WALTHAM — When the leaders of a new Brandeis student group created to foster a more productive dialogue about Israel began planning their first conference, they did not know that Israel would hold elections just days before. Nor could they know that gains by centrists would lend fresh energy to discussions around the world about Israel’s future.
The unforeseen Israeli political developments helped animate the conversation at Sunday’s gathering hosted by Brandeis Visions for Israel in an Evolving World, despite what many regard as dim prospects for an Israeli-Palestinian peace deal anytime soon. More than 250 students from Brandeis and colleges and universities around the region met to discuss how they could make campus dialogue more civil, and more focused on the future.
“Thoughts change reality — that’s what happened in Israel over the last two years,” said Gil Zamir, an Israeli sophomore at Brandeis and one of five students who founded the group last fall. “Definitely you can feel that here.”
In addition to the state of campus dialogue on Israel, the conference focused on Israeli politics, culture and national security. Speakers included Aaron David Miller, a former Middle East adviser to a number of US secretaries of state; Yousef Bashir, a Palestinian student from the Gaza Strip who at age 15 was shot by Israeli soldiers; and Bambi Sheleg, a prominent Israeli journalist.
In one session, students were asked to represent the different Israeli political parties and try to form a coalition government. Viktoria Bedo, a conference leader and president of J Street U., an advocacy group that supports Israel but is often critical of its government, tried to challenge participants by assigning them to represent views different from their own.
“It was a microcosm of what I think coalition-building looks like,” she said afterward. “It was especially fascinating for American students who live in a totally different political reality.”
More than three dozen students trained in fostering civil dialogue ran small group discussions that let students practice the art of conversation throughout the day.
“By being an organization that’s about the conversation itself, we are able to foster collaboration, build community, and create a safe space for conversation,” said Erica Shaps, a senior.
Not that the conversations were easy.
“I think it’s raising even more questions,” said Ilana Pomerantz, a senior who was one of the discussion leaders. “Is it really possible to not have a heated debate? . . . if somebody says, for instance, they’re completely against the state of Israel even existing, and that feels very threatening to somebody, how do you not have a hostile debate?”
And one student said he would have rather have kept the focus on substance, not the conversation itself. Rida Abu Rass, who said he is the only undergraduate on campus who is Palestinian, said few American students are well-informed about important political developments, such as the possible collapse of the Palestinian Authority.
“We need to prioritize discussing the real issues, instead of discussing what we’re discussing,” he said.
But many students said they took heart at the sight of the banners for two groups on campus that are often at odds in their views on Israel — J Street U and the more conservative Brandeis Israel Public Affairs Committee, which is generally supportive of the Israeli government — hanging next to each other on the wall.
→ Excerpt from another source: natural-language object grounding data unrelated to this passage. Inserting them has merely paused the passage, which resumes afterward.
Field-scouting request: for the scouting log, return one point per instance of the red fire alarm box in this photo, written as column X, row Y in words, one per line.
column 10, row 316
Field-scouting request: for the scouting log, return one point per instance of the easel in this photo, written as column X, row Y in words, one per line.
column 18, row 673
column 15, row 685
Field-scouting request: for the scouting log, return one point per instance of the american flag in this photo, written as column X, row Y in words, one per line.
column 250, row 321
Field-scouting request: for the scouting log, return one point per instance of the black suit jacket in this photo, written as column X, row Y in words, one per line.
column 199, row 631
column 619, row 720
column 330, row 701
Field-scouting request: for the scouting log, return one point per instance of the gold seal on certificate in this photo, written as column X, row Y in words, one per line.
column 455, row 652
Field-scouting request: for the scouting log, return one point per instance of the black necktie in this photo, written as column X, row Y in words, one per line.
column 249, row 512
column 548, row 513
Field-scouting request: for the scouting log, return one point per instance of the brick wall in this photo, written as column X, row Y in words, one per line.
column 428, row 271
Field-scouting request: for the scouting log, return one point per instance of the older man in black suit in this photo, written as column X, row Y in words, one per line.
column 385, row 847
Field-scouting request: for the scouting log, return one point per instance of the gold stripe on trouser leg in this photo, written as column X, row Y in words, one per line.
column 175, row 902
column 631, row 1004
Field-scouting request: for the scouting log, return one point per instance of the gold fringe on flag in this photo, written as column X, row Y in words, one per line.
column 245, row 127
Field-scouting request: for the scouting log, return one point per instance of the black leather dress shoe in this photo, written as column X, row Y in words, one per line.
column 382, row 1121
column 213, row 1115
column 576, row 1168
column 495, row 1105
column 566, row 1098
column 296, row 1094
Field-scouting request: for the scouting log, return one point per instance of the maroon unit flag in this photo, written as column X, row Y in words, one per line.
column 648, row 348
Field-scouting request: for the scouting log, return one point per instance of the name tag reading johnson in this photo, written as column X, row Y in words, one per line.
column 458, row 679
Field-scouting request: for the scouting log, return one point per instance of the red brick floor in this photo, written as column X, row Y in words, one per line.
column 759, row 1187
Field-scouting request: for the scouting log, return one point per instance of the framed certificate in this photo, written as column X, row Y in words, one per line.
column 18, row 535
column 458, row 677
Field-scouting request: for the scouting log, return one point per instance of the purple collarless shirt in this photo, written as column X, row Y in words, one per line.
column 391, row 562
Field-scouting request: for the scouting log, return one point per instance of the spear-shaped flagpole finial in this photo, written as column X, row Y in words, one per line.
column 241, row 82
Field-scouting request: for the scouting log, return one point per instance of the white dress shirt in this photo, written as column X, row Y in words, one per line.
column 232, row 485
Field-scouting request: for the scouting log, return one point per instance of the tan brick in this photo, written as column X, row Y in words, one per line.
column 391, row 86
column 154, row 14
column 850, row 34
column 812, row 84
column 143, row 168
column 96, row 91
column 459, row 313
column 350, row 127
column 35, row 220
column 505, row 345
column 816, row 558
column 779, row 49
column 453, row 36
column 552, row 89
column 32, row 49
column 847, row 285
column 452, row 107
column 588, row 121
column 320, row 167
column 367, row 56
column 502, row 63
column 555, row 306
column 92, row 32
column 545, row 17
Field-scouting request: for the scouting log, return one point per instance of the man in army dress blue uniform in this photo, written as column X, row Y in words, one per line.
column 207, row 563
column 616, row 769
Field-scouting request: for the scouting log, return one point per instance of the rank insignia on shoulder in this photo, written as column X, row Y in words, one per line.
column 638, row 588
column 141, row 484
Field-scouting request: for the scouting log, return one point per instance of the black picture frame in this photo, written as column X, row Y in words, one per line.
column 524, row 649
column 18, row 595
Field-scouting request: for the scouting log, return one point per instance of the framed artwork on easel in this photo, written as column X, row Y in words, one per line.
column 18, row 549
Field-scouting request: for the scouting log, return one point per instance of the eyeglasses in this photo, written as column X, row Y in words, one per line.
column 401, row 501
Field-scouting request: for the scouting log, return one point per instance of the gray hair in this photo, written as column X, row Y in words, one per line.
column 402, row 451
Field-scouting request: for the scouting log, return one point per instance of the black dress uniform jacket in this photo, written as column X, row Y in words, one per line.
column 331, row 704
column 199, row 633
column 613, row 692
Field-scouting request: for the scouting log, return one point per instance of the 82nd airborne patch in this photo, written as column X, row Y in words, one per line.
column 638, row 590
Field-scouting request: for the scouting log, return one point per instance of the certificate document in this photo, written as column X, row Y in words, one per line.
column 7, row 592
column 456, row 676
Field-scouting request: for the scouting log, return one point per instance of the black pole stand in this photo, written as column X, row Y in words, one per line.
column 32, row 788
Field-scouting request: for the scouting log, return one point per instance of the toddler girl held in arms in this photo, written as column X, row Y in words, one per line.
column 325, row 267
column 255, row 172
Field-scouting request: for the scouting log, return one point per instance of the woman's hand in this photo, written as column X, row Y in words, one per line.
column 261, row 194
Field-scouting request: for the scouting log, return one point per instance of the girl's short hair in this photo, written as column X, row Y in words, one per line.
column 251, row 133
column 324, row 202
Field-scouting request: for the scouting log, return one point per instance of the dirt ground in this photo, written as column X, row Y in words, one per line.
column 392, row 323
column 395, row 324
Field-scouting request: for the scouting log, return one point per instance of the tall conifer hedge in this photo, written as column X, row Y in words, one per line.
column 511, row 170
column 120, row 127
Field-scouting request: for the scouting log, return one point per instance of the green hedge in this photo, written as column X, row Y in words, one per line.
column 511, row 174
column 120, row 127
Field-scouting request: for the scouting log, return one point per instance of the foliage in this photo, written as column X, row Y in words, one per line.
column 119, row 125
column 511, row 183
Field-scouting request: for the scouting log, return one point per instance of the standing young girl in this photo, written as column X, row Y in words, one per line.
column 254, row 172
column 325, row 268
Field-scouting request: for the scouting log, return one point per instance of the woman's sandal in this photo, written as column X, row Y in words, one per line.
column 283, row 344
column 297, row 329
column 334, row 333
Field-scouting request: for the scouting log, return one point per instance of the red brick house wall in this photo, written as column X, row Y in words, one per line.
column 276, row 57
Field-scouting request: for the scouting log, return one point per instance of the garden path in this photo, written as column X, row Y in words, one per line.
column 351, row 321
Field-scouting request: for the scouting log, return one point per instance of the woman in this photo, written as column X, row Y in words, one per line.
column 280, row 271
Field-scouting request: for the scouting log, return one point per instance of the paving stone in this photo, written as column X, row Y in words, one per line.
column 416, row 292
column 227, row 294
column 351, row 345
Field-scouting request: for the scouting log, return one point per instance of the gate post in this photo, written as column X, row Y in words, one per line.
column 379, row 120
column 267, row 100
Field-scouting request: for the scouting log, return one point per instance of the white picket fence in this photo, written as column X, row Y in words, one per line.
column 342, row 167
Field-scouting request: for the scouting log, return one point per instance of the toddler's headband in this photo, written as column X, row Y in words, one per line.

Zamir and his two roommates, Natan Odenheimer and Chen Arad, were soldiers in the Israeli army before they came to Brandeis. When they arrived as freshmen in the fall of 2011, they were surprised at the hostility among the different Israel-focused groups on campus – and disappointed that students rarely attended the events of organizations with whom they disagreed. So they invited the campus to an event they called “Meet your Israeli soldier classmates.” Scores turned out to listen, and the three roommates answered questions freely.
Zahava Horowitz, a junior at Brandeis, said that the new group has already helped shift the tone. Israel was a toxic subject when she arrived at Brandeis as a freshman.
“When I say screaming matches, literally people didn’t want to be at these events,” she said.
Clarification: This story described the Brandeis Israel Public Affairs Committee as “more conservative” than another Israel-related organization on campus and as “generally supportive of the Israeli government.” Alex Thomson, president of the committee, says the organization is bipartisan group that promotes the US-Israel relationship and focuses on “consensus” issues such as support for sanctions against Iran, maintaining US foreign aid, and a two-state solution to the Israeli-Palestinian conflict.